Ok, then—that sure cleared everything up.
10 responses to “Disinformation About Treatments for Post-Covid Syndrome”
The comments section on Trudie Chalders You Tube video has been removed but the thumbs down part still functions if that is how people wish to comment.
Thank you. Succinctly lays out the truth/reality of the situation. Too bad Chalder, Sharpe, and company cannot accept or face the truth. The end result — patients are harmed and have no recourse; the medical establishment continues to rely on harmful misinformation. What a pathetic and tragic situation.
This smacks of a ‘collateral damage’ approach to healthcare.
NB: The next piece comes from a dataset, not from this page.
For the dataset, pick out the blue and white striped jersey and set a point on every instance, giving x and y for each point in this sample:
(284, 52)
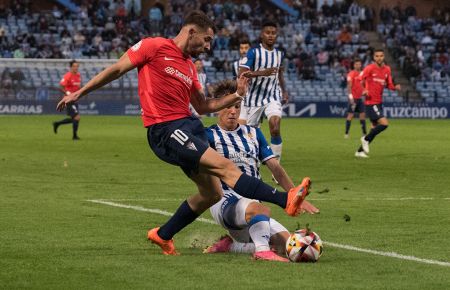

It doesn’t seem to matter that a significant proportion of ‘MUS’ patients are misdiagnosed (https://opposingmega.wordpress.com/2020/06/06/who-else-knew/) or that a significant proportion of post-covid or ME or CFS patients may deteriorate with treatment, so long as some people show some improvement with the recommended interventions of psychological therapy and GET.
I wouldn’t wish ME on anyone, but if some of these folks that keep peddling the same old CBT/GET rubbish experienced even a day of what someone with ME lives with for years, they’d drop this cr*p in an instant.
It’s not all in our minds and exercise makes us worse, simples!
Job vacancy with Oxfordshire CFS/ME Service (Chronic Fatigue Syndrome/Myalgic Encephalomyelitis):
(Occupational Therapist, Physiotherapist or Mental Health Nurse)
CFS/ME Specialist Practitioner
Job Reference: 267-CH2482797
Employer: Oxford Health NHS Foundation Trust
Department: Oxfordshire CFS/ME
“Would you like to work in a small specialist service making a positive difference to people experiencing chronic fatigue?
“We are seeking an autonomous healthcare professional to join this dynamic specialist team at a very interesting time when fatigue management is high on the agenda following the Covid-19 pandemic.
“You will be an experienced clinician who has an understanding of CFS/ME or fatigue management approaches and is enthusiastic about working in this specialist area.
“The service provides diagnosis, management advice, education and rehabilitation for adults and young people (from age 14) with CFS/ME, both individually and in groups.
“It is also currently developing ways to support people who require rehabilitation following covid-19 in relation to fatigue and activity management.
“The successful applicant will be required to manage their own case load, providing clinical expertise for people with moderate to severe and complex presentations of CFS/ME etc.”
I’m wondering how Mr Wessley’s wife is faring? She said way back at the beginning that the Covid had left her really tired. I wonder if she’s developed post viral fatigue? I hope not. Wouldn’t wish it on anybody.
My step counter has proved to be a valuable resource for tracking activity and consequential CFS/ME symptoms. The evidence is clear, If I keep pushing on when I’m fatigued and symptomatic and hold on to the belief that I will improve by steadily increasing my activity the crashes are longer and more severe. It doesn’t just increase fatigue, life starts to get out of control. Simplistic as it doesn’t take into account intellectual and emotional output but demonstrates to me very clearly that GET is not just unhelpful but unsafe. Of course I might be well now if I modified my thinking with some CBT!
meanwhile in the Netherlands:
ZonMw subsidizing Hans Knoop with his reCOVer-research. Title speaks for itself, like PACE, SMILE, etc
I for one am sure growing tired of Chalder’s interest in fatigue. I wonder what advice she has for people suffering from a surfeit of shit science?